Mój syn uwielbia spódnicę.
Cały czas nosi lakier do paznokci, bransoletki na ramionach, kostkę i tyle różu, na ile ma ochotę w danej chwili. Jego gusta krawieckie przechodzą etapy, które obejmowały stokrotki, rajstopy, a obecnie suknie inspirowane Elsą. Do szkoły nosi spodnie spadochronowe, zbyt dużą damską koszulkę i swoje (zazwyczaj różowe) Chuck Taylors. Nie wybrałabym dla niego tego stylu, ale jest w pełni i bezwstydnie sobą. Ma 8 lat
Staraliśmy się dać mu narzędzia do radzenia sobie z chwilami, o których wiedzieliśmy, że nadejdą i nadal mogą nadejść.
Mój syn wiele mnie nauczył o byciu wiernym temu, kim jesteś. Nie zawsze było mu łatwo być małym chłopcem, który lubi ubierać się jak „duża dziewczynka”. Ale staraliśmy się dać mu przyzwolenie i pewność siebie, by być i wyrażać siebie bez względu na normy kulturowe i płciowe oraz niezależnie od tego, co myślą inni lub powiedz. Staraliśmy się dać mu narzędzia do radzenia sobie z chwilami, o których wiedzieliśmy, że będą i nadal mogą mu się przytrafić, o ile to, co lubi i nosi, nie odzwierciedla tego, co uważa się za „typowe”.
Dwa tygodnie temu jechaliśmy do domu przyjaciela, gdy rozmowa zeszła na temat tego, jak niektóre dzieci w (naszej postępowej i różnorodnej) szkole wciąż naśmiewają się z niego za to, jak się ubiera. „Chłopcy nie powinni nosić różu, lakieru do paznokci ani gumek do włosów” – mówią. Opierając się pokusie zawrócenia samochodu i odnalezienia siedmiolatka, który rzuciłby wyzwanie szczęściu mojego syna, zamiast tego zapytałem, jak radzi sobie w tych chwilach. I z poczuciem siebie, które zawsze będę pamiętał i cenił, odpowiedział: „Mówię im, że kolory nie mają penisów ani pochwy, a kolory nie są dla chłopców ani dziewcząt. Lubię różowy i lubię lakier do paznokci, a jestem chłopcem. Lubię to, co lubię, to wszystko.

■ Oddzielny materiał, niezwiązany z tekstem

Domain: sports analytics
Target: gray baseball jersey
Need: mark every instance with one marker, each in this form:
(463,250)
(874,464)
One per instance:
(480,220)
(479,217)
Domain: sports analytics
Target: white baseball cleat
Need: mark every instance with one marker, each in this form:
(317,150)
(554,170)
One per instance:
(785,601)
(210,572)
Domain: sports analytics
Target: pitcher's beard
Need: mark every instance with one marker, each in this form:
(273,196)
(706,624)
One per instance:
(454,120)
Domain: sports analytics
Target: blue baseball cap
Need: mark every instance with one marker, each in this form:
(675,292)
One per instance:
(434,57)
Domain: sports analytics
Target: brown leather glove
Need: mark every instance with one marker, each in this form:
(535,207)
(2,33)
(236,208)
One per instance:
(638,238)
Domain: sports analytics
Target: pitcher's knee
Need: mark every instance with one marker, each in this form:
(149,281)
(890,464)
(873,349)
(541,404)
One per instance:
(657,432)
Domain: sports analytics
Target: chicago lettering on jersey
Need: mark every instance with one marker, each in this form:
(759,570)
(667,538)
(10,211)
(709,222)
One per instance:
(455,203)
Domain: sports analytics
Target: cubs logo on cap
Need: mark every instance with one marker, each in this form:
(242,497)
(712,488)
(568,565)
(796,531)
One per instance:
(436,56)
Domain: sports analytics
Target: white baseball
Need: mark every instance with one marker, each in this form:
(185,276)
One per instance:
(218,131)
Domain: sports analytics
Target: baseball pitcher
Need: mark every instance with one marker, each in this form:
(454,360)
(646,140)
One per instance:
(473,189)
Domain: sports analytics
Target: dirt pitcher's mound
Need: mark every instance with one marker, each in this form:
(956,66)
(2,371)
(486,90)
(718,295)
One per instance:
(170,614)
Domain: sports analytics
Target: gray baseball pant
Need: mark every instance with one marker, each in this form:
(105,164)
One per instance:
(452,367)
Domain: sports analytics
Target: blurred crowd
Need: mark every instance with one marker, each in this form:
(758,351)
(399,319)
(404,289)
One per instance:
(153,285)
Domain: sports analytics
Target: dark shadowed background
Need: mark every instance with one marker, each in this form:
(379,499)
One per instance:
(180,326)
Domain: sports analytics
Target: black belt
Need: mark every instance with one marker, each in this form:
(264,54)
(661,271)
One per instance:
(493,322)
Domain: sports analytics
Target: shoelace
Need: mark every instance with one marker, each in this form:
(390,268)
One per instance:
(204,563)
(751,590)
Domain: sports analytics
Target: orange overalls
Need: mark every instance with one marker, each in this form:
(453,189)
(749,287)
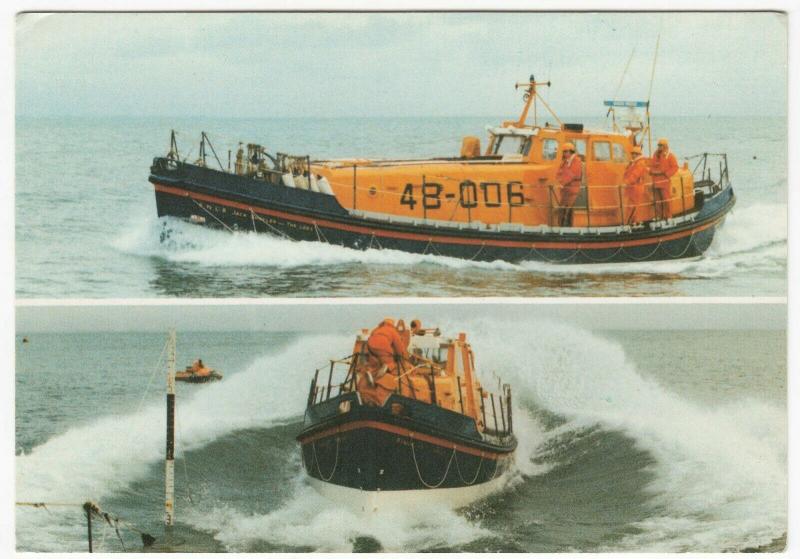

W moim wieku staram się czuć ze sobą tak dobrze, jak mój syn ze sobą.
W moim wieku staram się czuć ze sobą tak dobrze, jak mój syn ze sobą. Rzeczywiście, opierając się na pracy, którą wykonuję, mogę powiedzieć, że naszą normą kulturową jest dyskomfort z samym sobą… i znowu mój syn jest odstający. Może nie zawsze tak jest, ale na razie jestem tak szczęśliwy, że tak jest i tak szczęśliwy, że czuje się tak komfortowo z tym, kim jest i jak chce to wyrażać, dzielić, a czasem nawet bronić.
Czy obchodzi mnie, że lubi ubierać się „jak dziewczyna?” Ani trochę. Przyznam się jednak, że życzyłbym sobie lepszego stylu – ale lubi to, co lubi, i to jest po prostu świetne.
Seth Matlins pełnił funkcję globalnego dyrektora ds. marketingu Live Nation oraz dyrektora wykonawczego Creative Artists Agency.